For decades the "C" word was a bogey man, a word one spoke about. If you or someone you knew had cancer, you whispered. If you were sick you were supposed to keep it a secret for as long as you could, in order not to lose your job, frighten away your friends, bum out casual acquaintances and neighbors. You were expected to bravely fight your disease, but in silence, only sharing personal information in the sanctity and safety of a cancer support group. Then about a decade and a half ago, talking about cancer became an open thing. Sharing itself became a kind of healing. Cancer came out of the closet and everybody began talking about it.

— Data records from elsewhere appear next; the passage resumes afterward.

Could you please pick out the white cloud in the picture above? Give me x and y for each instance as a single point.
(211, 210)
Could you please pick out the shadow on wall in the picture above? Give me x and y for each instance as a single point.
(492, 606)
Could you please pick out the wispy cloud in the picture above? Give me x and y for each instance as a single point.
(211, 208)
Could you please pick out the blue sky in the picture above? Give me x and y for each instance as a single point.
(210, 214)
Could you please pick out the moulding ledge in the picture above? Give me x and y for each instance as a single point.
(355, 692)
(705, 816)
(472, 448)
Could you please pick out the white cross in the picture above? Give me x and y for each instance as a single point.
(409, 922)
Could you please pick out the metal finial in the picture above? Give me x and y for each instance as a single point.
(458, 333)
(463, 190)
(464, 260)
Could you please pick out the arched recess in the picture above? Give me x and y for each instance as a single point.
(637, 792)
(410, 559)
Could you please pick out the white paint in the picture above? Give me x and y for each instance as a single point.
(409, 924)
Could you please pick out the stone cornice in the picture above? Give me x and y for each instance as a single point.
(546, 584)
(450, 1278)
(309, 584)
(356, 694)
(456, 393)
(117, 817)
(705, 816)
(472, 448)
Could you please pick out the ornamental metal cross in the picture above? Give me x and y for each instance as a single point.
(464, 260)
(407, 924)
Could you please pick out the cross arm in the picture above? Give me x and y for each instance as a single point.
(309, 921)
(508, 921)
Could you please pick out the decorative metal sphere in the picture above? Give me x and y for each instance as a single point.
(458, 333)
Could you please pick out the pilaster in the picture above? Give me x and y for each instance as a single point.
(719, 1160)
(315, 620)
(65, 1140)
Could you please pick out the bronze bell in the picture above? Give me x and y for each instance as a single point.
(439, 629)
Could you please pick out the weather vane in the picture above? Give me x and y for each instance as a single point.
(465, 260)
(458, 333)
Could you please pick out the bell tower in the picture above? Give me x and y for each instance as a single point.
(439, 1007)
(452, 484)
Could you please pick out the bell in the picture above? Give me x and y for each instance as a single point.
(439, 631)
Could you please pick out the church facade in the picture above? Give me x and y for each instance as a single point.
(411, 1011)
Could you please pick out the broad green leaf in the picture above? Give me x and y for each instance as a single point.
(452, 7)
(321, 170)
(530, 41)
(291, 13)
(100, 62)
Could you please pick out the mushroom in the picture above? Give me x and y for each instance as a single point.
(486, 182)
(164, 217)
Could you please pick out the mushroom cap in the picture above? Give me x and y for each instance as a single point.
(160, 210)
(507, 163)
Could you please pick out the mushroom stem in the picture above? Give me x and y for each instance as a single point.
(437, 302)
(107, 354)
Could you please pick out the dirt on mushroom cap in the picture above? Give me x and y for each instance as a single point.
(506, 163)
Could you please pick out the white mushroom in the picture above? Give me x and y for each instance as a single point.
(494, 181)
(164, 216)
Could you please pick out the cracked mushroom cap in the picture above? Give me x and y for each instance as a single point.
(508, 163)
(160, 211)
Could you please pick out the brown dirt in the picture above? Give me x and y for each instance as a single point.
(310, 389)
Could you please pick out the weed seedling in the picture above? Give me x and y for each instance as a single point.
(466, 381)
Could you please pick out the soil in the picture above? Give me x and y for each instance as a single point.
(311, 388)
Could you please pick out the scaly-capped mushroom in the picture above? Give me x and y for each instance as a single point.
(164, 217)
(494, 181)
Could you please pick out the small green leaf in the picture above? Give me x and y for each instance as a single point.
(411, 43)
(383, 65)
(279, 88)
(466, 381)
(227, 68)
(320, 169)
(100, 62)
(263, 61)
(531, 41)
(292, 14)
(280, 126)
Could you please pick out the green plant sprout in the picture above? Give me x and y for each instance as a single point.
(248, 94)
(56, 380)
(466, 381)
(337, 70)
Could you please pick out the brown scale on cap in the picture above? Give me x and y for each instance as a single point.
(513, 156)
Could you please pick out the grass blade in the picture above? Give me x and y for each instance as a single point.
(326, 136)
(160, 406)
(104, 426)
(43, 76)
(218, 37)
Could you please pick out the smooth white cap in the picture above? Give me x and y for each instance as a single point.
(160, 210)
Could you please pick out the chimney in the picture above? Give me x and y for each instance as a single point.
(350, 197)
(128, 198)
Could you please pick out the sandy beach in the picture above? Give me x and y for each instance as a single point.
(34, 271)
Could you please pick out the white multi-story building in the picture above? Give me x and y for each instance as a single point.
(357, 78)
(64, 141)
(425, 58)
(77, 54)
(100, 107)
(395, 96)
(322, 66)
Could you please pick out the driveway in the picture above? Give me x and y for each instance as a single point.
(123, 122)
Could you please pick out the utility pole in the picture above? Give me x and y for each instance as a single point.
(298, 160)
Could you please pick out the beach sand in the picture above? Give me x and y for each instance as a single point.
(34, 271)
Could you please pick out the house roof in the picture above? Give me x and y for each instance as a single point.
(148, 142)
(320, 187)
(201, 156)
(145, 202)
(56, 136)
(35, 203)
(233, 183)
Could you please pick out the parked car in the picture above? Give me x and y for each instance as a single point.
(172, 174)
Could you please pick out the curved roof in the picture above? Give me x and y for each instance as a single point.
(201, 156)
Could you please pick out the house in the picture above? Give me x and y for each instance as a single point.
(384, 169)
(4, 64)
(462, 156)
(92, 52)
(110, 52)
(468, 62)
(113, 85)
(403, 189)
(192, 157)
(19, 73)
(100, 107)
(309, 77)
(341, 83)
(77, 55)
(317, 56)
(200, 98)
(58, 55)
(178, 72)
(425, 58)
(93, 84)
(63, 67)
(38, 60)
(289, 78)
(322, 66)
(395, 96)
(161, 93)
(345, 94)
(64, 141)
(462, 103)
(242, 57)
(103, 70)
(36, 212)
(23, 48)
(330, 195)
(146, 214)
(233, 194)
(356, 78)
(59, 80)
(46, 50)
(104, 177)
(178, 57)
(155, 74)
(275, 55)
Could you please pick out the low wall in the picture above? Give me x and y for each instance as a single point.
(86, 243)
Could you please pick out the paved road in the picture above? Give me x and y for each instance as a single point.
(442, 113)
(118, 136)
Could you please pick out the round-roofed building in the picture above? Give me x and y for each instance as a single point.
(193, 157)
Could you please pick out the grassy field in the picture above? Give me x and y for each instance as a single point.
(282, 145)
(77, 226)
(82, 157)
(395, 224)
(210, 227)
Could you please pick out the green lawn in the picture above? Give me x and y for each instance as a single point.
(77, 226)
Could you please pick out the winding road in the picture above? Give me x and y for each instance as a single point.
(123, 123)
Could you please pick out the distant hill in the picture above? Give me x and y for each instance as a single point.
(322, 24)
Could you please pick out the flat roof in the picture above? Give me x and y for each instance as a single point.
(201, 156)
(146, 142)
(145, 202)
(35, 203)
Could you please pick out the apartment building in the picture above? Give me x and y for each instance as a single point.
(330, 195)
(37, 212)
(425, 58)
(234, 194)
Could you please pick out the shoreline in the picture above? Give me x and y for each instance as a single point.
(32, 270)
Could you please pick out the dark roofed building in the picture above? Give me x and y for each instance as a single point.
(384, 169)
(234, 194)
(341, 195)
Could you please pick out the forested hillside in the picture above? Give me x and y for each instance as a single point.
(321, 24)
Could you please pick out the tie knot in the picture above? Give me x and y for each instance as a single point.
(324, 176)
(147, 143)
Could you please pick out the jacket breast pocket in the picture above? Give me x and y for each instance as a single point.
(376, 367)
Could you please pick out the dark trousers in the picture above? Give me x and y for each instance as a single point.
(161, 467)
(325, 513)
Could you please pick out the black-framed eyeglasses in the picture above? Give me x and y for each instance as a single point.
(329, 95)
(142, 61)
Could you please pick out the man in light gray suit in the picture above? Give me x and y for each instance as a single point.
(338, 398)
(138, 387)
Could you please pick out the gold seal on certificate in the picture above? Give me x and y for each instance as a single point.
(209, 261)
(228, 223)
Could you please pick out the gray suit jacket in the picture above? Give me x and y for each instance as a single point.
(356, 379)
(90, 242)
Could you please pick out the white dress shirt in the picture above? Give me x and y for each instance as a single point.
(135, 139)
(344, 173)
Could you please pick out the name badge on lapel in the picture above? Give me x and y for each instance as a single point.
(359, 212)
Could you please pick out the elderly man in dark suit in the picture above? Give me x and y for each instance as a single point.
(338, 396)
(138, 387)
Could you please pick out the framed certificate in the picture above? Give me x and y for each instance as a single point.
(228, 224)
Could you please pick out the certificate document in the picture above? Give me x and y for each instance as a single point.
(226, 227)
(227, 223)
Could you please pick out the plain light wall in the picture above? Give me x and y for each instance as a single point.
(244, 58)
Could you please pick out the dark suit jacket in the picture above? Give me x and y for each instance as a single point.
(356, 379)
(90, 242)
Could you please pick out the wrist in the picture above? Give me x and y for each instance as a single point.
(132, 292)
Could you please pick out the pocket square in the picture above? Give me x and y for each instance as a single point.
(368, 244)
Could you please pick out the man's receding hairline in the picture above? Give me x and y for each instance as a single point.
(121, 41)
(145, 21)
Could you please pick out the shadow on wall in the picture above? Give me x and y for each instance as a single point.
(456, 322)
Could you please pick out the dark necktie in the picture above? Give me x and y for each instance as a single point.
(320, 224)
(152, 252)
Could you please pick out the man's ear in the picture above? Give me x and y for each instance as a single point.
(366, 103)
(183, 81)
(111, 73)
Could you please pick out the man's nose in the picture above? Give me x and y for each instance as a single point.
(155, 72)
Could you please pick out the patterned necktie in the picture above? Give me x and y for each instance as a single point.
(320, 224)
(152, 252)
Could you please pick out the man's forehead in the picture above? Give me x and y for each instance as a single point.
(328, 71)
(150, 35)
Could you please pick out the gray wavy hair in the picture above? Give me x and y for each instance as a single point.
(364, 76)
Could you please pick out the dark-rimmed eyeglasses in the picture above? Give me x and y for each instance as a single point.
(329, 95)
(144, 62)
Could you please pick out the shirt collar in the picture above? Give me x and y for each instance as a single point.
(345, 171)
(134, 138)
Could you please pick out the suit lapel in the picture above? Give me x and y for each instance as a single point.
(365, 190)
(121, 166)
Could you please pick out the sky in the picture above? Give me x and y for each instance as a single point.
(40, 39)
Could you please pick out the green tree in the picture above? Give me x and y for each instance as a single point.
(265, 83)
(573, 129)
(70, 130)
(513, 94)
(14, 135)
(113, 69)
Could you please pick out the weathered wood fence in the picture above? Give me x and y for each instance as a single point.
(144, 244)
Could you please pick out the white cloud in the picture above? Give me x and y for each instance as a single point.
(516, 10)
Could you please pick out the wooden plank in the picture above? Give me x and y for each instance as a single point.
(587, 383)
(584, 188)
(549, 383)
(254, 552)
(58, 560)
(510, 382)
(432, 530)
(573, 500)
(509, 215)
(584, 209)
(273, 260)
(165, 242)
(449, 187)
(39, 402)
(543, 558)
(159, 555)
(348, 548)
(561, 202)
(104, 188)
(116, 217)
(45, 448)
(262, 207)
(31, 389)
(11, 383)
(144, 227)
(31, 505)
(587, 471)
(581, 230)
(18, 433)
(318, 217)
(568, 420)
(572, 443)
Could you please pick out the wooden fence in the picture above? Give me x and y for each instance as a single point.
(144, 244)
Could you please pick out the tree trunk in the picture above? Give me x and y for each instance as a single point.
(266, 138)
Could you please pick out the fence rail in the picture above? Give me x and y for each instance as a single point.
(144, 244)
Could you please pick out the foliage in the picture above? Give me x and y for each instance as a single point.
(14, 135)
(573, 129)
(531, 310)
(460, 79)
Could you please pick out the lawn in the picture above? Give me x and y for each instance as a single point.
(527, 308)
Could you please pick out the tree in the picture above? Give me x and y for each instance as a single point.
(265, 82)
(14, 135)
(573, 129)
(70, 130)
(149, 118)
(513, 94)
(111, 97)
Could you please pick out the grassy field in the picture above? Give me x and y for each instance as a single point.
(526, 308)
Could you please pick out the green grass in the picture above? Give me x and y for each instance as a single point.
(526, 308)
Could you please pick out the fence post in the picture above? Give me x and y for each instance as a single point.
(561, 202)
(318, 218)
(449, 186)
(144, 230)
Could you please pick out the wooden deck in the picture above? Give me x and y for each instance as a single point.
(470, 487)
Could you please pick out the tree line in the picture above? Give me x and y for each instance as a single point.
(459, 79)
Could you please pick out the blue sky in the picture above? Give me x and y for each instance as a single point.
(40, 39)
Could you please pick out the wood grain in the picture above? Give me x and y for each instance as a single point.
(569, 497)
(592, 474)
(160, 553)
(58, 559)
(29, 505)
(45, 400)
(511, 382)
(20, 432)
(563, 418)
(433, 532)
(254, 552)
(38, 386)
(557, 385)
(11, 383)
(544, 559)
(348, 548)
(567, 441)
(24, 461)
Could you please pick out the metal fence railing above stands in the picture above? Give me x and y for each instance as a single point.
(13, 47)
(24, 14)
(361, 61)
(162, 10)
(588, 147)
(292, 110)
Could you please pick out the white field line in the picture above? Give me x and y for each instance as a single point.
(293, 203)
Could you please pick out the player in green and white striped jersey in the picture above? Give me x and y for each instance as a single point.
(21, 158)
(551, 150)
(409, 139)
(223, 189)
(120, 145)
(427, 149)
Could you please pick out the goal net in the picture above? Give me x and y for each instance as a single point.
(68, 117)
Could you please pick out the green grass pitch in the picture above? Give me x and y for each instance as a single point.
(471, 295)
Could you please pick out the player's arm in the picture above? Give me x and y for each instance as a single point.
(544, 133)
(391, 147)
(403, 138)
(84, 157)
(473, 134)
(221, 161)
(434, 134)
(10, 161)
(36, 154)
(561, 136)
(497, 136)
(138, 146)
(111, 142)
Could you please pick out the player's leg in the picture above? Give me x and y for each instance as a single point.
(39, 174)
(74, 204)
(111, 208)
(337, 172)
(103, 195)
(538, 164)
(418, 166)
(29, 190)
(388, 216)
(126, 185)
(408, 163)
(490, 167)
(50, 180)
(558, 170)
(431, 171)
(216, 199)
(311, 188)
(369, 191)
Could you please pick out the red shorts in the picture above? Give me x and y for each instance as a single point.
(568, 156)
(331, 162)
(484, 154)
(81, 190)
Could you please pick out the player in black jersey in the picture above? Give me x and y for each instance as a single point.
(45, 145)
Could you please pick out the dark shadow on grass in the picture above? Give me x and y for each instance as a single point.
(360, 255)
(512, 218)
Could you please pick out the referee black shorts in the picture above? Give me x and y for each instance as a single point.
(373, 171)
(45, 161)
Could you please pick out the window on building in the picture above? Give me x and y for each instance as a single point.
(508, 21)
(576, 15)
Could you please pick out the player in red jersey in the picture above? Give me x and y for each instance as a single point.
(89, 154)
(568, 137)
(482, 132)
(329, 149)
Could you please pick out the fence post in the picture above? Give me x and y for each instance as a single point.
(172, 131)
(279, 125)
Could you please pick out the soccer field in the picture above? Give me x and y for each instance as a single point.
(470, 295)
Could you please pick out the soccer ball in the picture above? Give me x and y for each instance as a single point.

Which brings me back to "The Guitar" and "The Big C." On "The Big C" Laura Linney's character, Cathy, keeps her cancer from her family members but privately screams, "I'm living the dream!" She only goes to a support group at her sexy young male doctor's urging, where her impulse once there is to get up and leave. She is so not into sharing. One of the things that annoys Cathy so much is when the leader tells her "Cancer is a gift." She's not at a place yet where she agrees. That, of course, will be her character's evolution on the show and will propel the story along as Cathy susses out just what her gift is. Melody, in "The Guitar," already knows about the gift. That's why she gives herself everything she can, which is in turn what cures her so she can go on to live her childhood dream to be a rock star. Or at least with legs and cheekbones like hers, plus a killer Strat, at least look the part.